Funny I never seen a pair of shorts with a pee hole. But hey, if your comfortable with a your friends flaunting in their underwear in front of your spouse, more power to you.


----------



## JASON58

bigbearsfan said:


> Funny I never seen a pair of shorts with a pee hole. But hey, if your comfortable with a your friends flaunting in their underwear in front of your spouse, more power to you.


See you make it sound like the pee hole is WIDE open , like an open window.....not likely...the case


----------



## seasalt

Even if you can now say that they look like shorts the reality is that your should be ex friend knew they were skivvies. You're not wrong and always protect your wife. It's one of or perhaps the most important thing you should concern yourself with.

I remember a previous poster, SomedayDig, who allowed his wife to get naked at a pool party with other wives and then was not happy with the course their marriage took. Don't ever apologize for being vigilant.

My opinion,

Seasalt


----------



## MrsDraper

rbstewart said:


> Ok, Ok, Ok, but I'm not mad at my wife, I feel uncomfortable around my old friend. I can't be old buddies, or should I just forget it all, and just assume he has no class sometimes?


You and your wife were sleeping in HIS bedroom. Where most people keep their clothes.

If he had on regular boxes, maybe he was waiting for your wife to actually leave the bedroom before he went to go and get dressed? 

Would have been worse if he went into the bedroom to get dressed and your wife was in her unders in there.


----------



## MrsDraper

bigbearsfan said:


> Needs to apologize for what? That he felt uncomfortable that his wife was next to his long time friend who is shirtless and in his boxers that seemed to be getting a little to close to his wife.:scratchhead:


What was the wife wearing?


----------



## bjchristian

mpgunner said:


> What if your wife came down in her bra/panties (or T-shirt with no panties) and stood close. What signals would that send to him/you?
> 
> ALARMS!!!


If my friends wife came down in her bra and panties, I would write that down in my journal.

I went over to Bob's house and there was some Exotic Fine Dining :rofl:

In some countries people walk around nude.
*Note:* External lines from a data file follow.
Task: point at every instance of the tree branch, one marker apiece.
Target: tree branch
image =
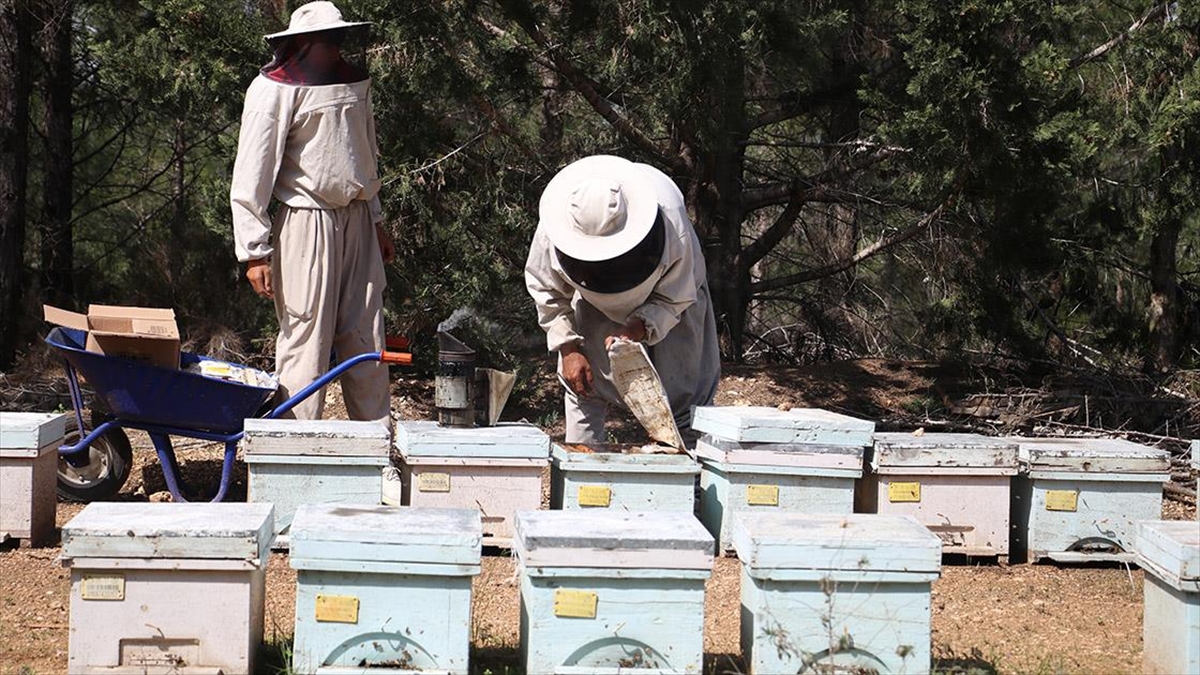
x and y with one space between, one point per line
1156 12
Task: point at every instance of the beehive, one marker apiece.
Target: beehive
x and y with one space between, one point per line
959 485
761 424
607 591
621 478
496 470
773 477
383 587
29 460
1169 551
166 587
835 593
298 461
1080 499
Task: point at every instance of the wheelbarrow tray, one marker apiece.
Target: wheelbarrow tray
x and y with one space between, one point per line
142 393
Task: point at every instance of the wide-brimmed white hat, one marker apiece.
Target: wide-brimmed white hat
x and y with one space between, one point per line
598 208
315 17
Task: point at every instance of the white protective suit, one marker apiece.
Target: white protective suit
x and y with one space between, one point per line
313 148
673 302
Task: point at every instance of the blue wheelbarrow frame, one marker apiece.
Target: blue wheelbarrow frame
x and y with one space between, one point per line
167 402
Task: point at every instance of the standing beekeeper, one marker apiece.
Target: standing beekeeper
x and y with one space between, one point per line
309 139
615 256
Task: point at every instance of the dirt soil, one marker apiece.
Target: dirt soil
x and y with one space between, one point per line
987 617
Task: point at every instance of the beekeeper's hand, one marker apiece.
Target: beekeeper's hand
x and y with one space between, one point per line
387 246
259 275
634 329
576 370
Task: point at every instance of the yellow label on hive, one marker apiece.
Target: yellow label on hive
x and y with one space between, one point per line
762 495
1062 500
904 491
595 495
102 587
433 483
337 609
575 604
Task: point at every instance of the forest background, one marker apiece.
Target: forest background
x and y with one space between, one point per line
1009 184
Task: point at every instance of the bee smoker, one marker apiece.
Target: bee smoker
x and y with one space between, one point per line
454 387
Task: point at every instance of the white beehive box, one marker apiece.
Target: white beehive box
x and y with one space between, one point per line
604 477
166 587
1169 551
959 485
761 424
835 593
496 470
29 460
383 587
1080 499
298 461
773 477
604 591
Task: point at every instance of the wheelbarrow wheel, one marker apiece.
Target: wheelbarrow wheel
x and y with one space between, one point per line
109 460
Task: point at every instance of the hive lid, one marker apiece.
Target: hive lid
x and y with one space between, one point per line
609 539
972 451
851 542
765 424
1098 455
1170 549
336 437
387 533
210 531
505 440
805 455
23 434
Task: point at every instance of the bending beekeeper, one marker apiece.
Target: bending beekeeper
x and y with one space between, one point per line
309 139
615 256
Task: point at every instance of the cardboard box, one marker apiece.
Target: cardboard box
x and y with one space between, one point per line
144 334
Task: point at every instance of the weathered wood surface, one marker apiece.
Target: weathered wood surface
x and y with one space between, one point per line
1170 550
639 625
897 452
25 434
1084 515
826 625
419 438
384 533
576 538
761 424
315 437
237 531
208 620
730 489
1093 455
851 542
1170 628
808 455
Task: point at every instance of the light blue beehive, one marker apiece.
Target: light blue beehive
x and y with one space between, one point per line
605 477
493 469
1080 499
166 587
755 458
298 461
1169 551
604 591
835 593
387 587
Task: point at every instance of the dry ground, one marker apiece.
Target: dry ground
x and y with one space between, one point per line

Just talk with your wife and ask her how she feels about him and tell her what bothers you. Go from there. Don't blow it out of proportion. To me it doesn't seem like a big deal.


----------



## bigbearsfan

MrsDraper said:


> What was the wife wearing?


I'm sure it wasn't granny panties and topless.


----------



## bjchristian

Since he was in his boxers, maybe you should of just walked around in the nude....it would've been a showdown...or salute...hahahah. 

Just trying to throw some humor in there. Everyone is too serious...hahahah


----------



## bjchristian

How would you feel if your wife, your friend and you went to the beach and he busted out a pair of summer of 69 speedos and your wife was in a bikini?


----------



## clipclop2

You sound like a bunch of girls. Seriously.

If his wife had been in granny panties he would have been whining about that.


----------



## treyvion

bjchristian said:


> How would you feel if your wife, your friend and you went to the beach and he busted out a pair of summer of 69 speedos and your wife was in a bikini?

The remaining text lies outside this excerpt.